Scientists claim discovery of water on ‘the Swift Planet’ There are one trillion tons of ice at Mercury’s north pole.
The small planet orbits closest to the sun but rotates nearly upright, meaning some areas on its poles never see sunlight.
Nasa researchers suspect the ice and other organic material accumulated in the shadowed areas of craters at the poles after comets and asteroids delivered the material to Mercury’s surface.
“The new data indicates the water ice in Mercury’s polar regions, if spread over an area the size of Washington DC, would be more than two miles (3.2km) thick,” said Nasa researcher David Lawrence.

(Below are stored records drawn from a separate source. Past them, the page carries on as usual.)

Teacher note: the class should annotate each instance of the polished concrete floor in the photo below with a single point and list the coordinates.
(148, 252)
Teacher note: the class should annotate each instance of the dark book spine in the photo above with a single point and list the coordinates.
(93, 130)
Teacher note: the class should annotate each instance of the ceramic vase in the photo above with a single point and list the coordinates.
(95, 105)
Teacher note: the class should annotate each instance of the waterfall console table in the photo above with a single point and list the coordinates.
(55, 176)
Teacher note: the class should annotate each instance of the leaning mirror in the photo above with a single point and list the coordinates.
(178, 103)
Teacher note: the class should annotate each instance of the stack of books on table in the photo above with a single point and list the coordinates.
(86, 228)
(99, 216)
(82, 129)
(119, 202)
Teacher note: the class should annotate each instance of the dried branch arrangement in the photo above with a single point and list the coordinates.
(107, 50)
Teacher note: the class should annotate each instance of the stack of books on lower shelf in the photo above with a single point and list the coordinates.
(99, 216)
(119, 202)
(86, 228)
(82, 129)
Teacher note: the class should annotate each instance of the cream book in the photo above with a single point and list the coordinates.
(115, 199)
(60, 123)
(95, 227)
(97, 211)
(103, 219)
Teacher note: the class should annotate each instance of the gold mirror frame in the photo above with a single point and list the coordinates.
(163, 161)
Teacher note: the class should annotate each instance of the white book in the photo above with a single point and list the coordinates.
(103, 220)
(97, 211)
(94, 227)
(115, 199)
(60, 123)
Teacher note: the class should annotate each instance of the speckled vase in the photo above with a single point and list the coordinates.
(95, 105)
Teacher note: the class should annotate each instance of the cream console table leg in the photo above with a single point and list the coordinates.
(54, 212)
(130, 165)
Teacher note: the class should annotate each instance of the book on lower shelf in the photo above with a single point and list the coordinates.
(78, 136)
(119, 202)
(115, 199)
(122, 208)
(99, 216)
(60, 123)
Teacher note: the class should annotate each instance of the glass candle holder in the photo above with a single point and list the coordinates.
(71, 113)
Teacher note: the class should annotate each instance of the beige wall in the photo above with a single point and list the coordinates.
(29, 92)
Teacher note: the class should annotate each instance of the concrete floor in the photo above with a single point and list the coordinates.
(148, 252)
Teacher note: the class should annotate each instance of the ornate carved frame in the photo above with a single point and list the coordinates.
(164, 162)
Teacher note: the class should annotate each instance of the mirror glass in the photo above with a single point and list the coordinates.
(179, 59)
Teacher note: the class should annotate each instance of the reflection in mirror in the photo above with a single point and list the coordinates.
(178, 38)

The alleged findings came from NASA’s Messenger Spacecraft, which has been in orbit around Mercury since 2011.
Theories that Mercury – also known as the Swift Planet – could potentially contain forms of water were already being discussed back in 1992. Back then, Earth-based telescopes had picked up “bright areas” in and around the planet’s polar regions.
Alternative explanations were put forward to account for the bright areas, but Messenger provided enough evidence for water ice to exist on the planet closest to our sun.
The discovery is even more spectacular, taking into account that Mercury’s surface temperatures can sometimes reach 427 degrees Celsius (800 F).
Although the finding of almost 22 cubic miles pales when compared with our planet’s water capacity (an estimated 332,500,000 cubic miles!), Mercury is our solar system’s smallest planet, roughly one tenth the size of Earth.
“Messenger has revealed a very important chapter in the story of how water ice and other volatile materials have been delivered to the inner planets, including Mercury,” said Sean C. Solomon, principal investigator of the Messenger mission.
“It’s extraordinary that this chapter is so well-preserved on the planet closest to the sun.”
James L. Green, director of Nasa’s planetary science division, said the finding “bodes well for a continued search for water elsewhere in the solar system”.
Meanwhile, Nasa has dismissed rumours that its Mars Curiosity rover has made a significant discovery on the red planet.
Speculation had been stoked when a Nasa researcher said that data coming back from soil samples was a discovery “for the history books”.
But a statement from the organisation said: “Rumours of major new findings at this early stage are incorrect.”
Even so, as much as 1.1 trillion tons of ice could lie on or just beneath Mercury’s surface in the nooks and crannies of craters that never see sunlight, according to scientists working on the Messenger mission. Much of that ice may be protected by a dark layer of carbon-rich organic material several inches thick, they said.
The new research “doesn’t mean we have life on Mercury, but it is relevant for the question of life in the solar system in general,” UCLA planetary scientist David Paige, lead author of one of three papers published Thursday by the journal Science, said.
The water and organic material probably aren’t native to Mercury; one theory suggests they could have been delivered by icy comets as they smashed into the surface.
It’s widely believed that this is how organic molecules made their way to Earth as well, meaning Mercury, then, could offer a glimpse of a possible early stage before the development of life as we know it.